Sharpe’s Christmas. by Bernard Cornwell.

Sharpe’s Christmas. by Bernard Cornwell.

Sharpe’s Christmas. by Bernard Cornwell.

PART ONE.

THE TWO riflemen crouched at the edge of the field. One, a dark-haired man with a scarred face and hard eyes, eased back the cock of his rifle, aimed, but then, after a few seconds, lowered it. “Too far away,” he whispered.

The second was taller than the first and, like his companion, wore the faded green jacket of the 95th Rifles, but instead of a Baker rifle, he carried a curious volley gun of seven barrels. “No good trying with this,” he whispered, hefting the huge gun, “only works at close range.”

“If we get too close they’ll run,” the first man said.

“Where can they run to? It’s a field, for God’s sake.”

“So we just walk up and shoot him?”

“Unless you want to strangle the sod.”

Major Richard Sharpe lowered his rifle’s flint. “Come on, then,” he said, and the two men stood and walked gingerly towards the three bullocks. “You think they’ll charge us, Pat?” Sharpe asked.

“They’re gelded, sir!” Sergeant Major Patrick Harper offered. “Got about as much spark as three blind mice.”

“They look dangerous to me,” Sharpe said. “They’ve got horns.”

“But they’re missing their other equipment, sir. They can’t sing the low notes, if you follow me,” Harper said, then pointed to one of the bullocks.

“He’s got some fat on him, sir. He’ll roast just fine.” The chosen bullock, unaware of its fate, watched the two men.

“I can’t just shoot it!” Sharpe protested.

“It’s Christmas dinner, sir,” Harper encouraged his commanding officer.

“Proper roast beef, plum pudding and wine. We’ve got the plums and we’ve got the wine, sir, so all we need is the beef and the suet.”

“Where do you get suet?”

“Off the bullock, of course. It’s sort of stacked around the kidneys, so it is, but you’d best shoot the poor beast first. It’s kinder.”

Sharpe walked closer to the animal. It had large, brown, sad eyes. “I can’t do it, Pat.”

“One shot, sir. Imagine it’s a Frenchman.”

Sharpe lifted the rifle, cocked it and aimed straight between the bullock’s eyes. The animal gazed at him ruefully. “You do it,” Sharpe said to Harper, lowering the gun.

“With this?” Harper held up the volley gun. “I’ll blow its head off!”

“We don’t want its head, do we?” Sharpe said. “Just its rumps and suet. Go on, do it.”

“Not very accurate, sir, not a volley gun. Good for killing Frogs, it is. But not for slaughtering cattle.”

“So have the rifle,” Sharpe said, offering the weapon.

Harper gazed at the rifle for a second, but did not take it. “The thing is, sir,” the huge Irishman said, “that I drank a drop too much last night. My hands are shaky, see? Best that you do it, sir.”

Sharpe hesitated. The Light Company had set their hearts on a proper Christmas dinner: bloody roast beef, gravy thick enough to choke a rat and a brandy-soaked pudding clogged with plums and suet. “It’s daft, isn’t it?” he said. “I wouldn’t think twice if it was a Frog. It’s only a cow.”

“Bullock, sir.”

“What’s the difference?”

“You can’t milk this one, sir.”

“Right,” Sharpe said, and aimed the rifle again. “Just hold still,” he ordered the bullock, then crept a half-pace closer so that the gun’s blackened muzzle was only a few inches from the coarse black hair. “I shot a tiger once,” he said.

“Go on, sir, kill it.”

Sharpe gazed into the beast’s eyes. He had put wounded horses out of their misery and shot enough rabbits in his time, but somehow he could not squeeze the trigger. And then he was saved from having to shoot at all because a small, high eager voice hailed him from the field’s far side.

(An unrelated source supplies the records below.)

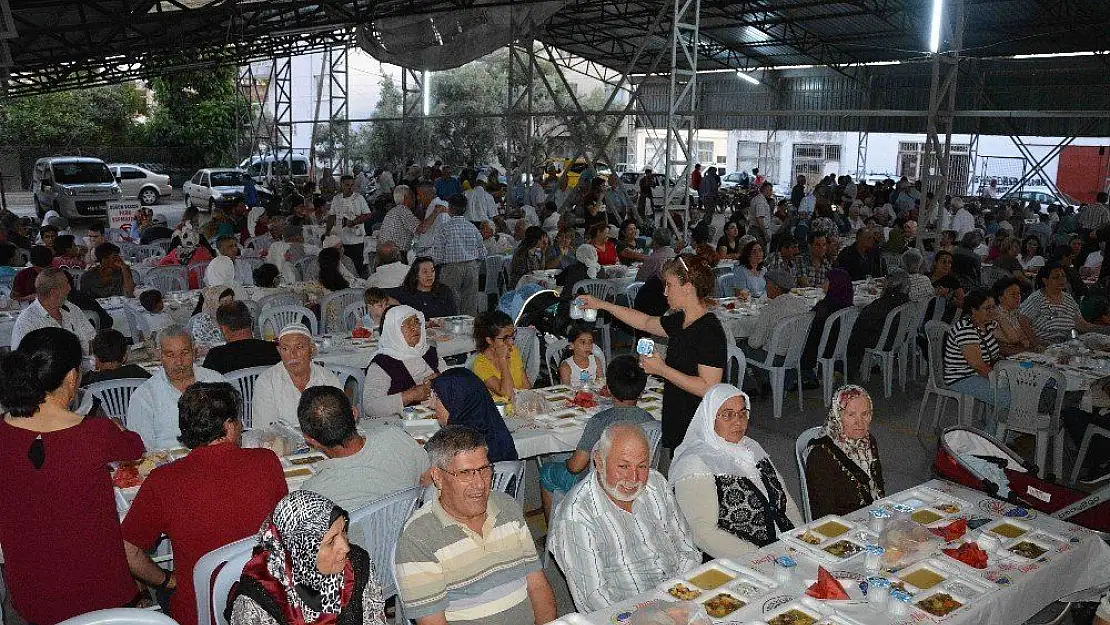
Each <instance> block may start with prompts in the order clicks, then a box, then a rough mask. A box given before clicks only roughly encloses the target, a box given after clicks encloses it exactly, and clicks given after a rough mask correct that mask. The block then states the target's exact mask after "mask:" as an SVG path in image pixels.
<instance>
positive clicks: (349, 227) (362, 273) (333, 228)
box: [325, 175, 372, 275]
mask: <svg viewBox="0 0 1110 625" xmlns="http://www.w3.org/2000/svg"><path fill="white" fill-rule="evenodd" d="M354 188H355V184H354V179H353V178H351V177H350V175H344V177H343V178H341V179H340V189H341V190H342V193H340V194H339V195H335V196H334V198H332V208H331V211H329V214H327V232H326V233H325V234H331V233H332V230H333V229H334V228H335V226H336V225H337V226H339V234H340V239H341V240H342V241H343V253H344V254H346V256H347V258H349V259H351V260H352V261H354V266H355V270H356V271H357V273H359V275H362V274H363V266H364V265H363V258H364V256H365V249H366V245H365V243H366V229H365V226H364V225H363V224H364V223H366V222H367V221H370V218H371V216H372V215H371V212H370V206H367V205H366V199H365V198H363V196H362V193H355V192H354Z"/></svg>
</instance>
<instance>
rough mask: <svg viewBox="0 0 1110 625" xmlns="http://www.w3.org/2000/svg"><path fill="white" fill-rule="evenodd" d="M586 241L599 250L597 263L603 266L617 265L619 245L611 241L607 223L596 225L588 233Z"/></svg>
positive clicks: (589, 230) (597, 249)
mask: <svg viewBox="0 0 1110 625" xmlns="http://www.w3.org/2000/svg"><path fill="white" fill-rule="evenodd" d="M586 241H588V242H589V244H591V245H593V246H594V248H595V249H596V250H597V263H598V264H602V265H610V264H617V262H618V261H617V245H616V243H614V242H613V241H610V240H609V226H608V224H607V223H596V224H594V225H592V226H589V230H587V231H586Z"/></svg>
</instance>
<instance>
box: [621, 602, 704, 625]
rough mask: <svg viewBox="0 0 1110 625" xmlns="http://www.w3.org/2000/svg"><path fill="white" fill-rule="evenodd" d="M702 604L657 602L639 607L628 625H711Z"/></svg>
mask: <svg viewBox="0 0 1110 625" xmlns="http://www.w3.org/2000/svg"><path fill="white" fill-rule="evenodd" d="M710 624H712V621H709V616H708V615H707V614H706V613H705V608H703V607H702V604H698V603H694V602H664V601H655V602H649V603H646V604H644V605H642V606H639V607H638V608H637V609H636V612H634V613H632V617H630V618H628V625H710Z"/></svg>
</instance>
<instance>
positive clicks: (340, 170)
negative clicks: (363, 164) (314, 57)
mask: <svg viewBox="0 0 1110 625" xmlns="http://www.w3.org/2000/svg"><path fill="white" fill-rule="evenodd" d="M350 52H351V49H350V48H347V47H343V48H332V49H331V50H329V51H327V121H329V130H330V135H331V139H332V141H333V142H334V143H335V149H336V153H335V154H334V155H329V158H327V167H329V168H331V169H333V170H337V171H341V172H344V173H345V172H347V171H349V168H350V159H351V155H350V148H349V147H350V144H351V123H350V122H349V121H347V118H349V117H350V110H351V109H350V107H349V102H350V100H349V98H347V94H349V93H350V91H351V82H350V73H349V72H347V60H349V59H350Z"/></svg>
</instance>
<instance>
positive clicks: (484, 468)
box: [441, 464, 493, 482]
mask: <svg viewBox="0 0 1110 625" xmlns="http://www.w3.org/2000/svg"><path fill="white" fill-rule="evenodd" d="M441 471H443V472H444V473H446V474H447V475H451V476H452V477H454V478H455V480H458V481H460V482H473V481H475V480H490V478H492V477H493V465H492V464H486V465H484V466H480V467H477V468H458V470H452V468H442V470H441Z"/></svg>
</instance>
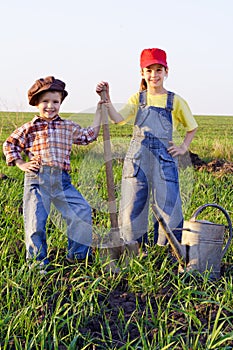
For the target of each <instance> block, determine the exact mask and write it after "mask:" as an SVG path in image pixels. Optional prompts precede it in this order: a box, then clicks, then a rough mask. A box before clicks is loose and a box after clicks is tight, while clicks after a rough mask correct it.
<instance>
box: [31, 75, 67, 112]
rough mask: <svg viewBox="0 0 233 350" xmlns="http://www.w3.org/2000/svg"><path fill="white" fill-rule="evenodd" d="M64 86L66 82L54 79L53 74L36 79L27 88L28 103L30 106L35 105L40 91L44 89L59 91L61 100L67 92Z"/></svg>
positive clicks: (39, 92) (38, 95) (60, 80)
mask: <svg viewBox="0 0 233 350" xmlns="http://www.w3.org/2000/svg"><path fill="white" fill-rule="evenodd" d="M65 86H66V84H65V83H64V82H63V81H61V80H59V79H55V78H54V77H53V76H49V77H46V78H41V79H38V80H36V82H35V83H34V84H33V85H32V87H31V88H30V89H29V90H28V100H29V104H30V105H31V106H35V105H36V103H37V100H38V96H39V95H40V94H41V93H42V92H46V91H61V92H62V101H63V100H64V98H65V97H66V96H67V95H68V92H67V91H66V90H65Z"/></svg>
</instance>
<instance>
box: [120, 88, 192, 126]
mask: <svg viewBox="0 0 233 350" xmlns="http://www.w3.org/2000/svg"><path fill="white" fill-rule="evenodd" d="M147 105H148V106H154V107H160V108H165V107H166V105H167V94H161V95H151V94H149V93H148V92H147ZM138 107H139V92H137V93H136V94H134V95H132V96H131V97H130V98H129V99H128V101H127V104H126V105H125V106H124V107H123V108H122V109H121V110H120V111H119V113H120V114H121V115H122V117H123V118H124V121H122V122H120V123H119V124H120V125H123V124H126V123H127V122H128V121H130V120H131V119H135V116H136V114H137V111H138ZM172 121H173V128H174V129H177V127H178V125H179V124H182V125H183V127H184V128H185V129H186V131H191V130H193V129H195V128H197V126H198V125H197V122H196V120H195V118H194V117H193V115H192V112H191V110H190V108H189V106H188V104H187V102H186V101H185V100H184V99H183V98H182V97H180V96H179V95H176V94H175V95H174V100H173V110H172Z"/></svg>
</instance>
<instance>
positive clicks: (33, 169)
mask: <svg viewBox="0 0 233 350" xmlns="http://www.w3.org/2000/svg"><path fill="white" fill-rule="evenodd" d="M15 163H16V165H17V167H18V168H19V169H20V170H22V171H24V172H26V173H27V172H30V171H34V172H37V171H38V170H39V169H40V162H38V160H31V161H30V162H24V161H23V160H21V159H18V160H17V161H16V162H15Z"/></svg>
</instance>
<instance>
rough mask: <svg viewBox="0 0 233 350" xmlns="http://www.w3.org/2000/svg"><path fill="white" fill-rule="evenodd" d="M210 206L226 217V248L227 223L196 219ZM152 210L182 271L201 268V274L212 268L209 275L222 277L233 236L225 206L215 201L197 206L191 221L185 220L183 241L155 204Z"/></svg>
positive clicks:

“Mr. Sharpe, sir! Mr. Sharpe!”

Sharpe lowered the rifle’s cock, then turned to see Ensign Charles Nicholls rustling over the grass.

Nicholls had only just arrived in Spain and went everywhere at a tumultuous pace, as if he feared the war might get away from him.

“Slow down, Mr. Nicholls,” Sharpe said.

“It’s Colonel Hogan, sir,” Ensign Nicholls panted, “he wants you, sir. He says it’s the Frogs, sir. He says we’ve got to stop some Frogs, sir, and it’s urgent.”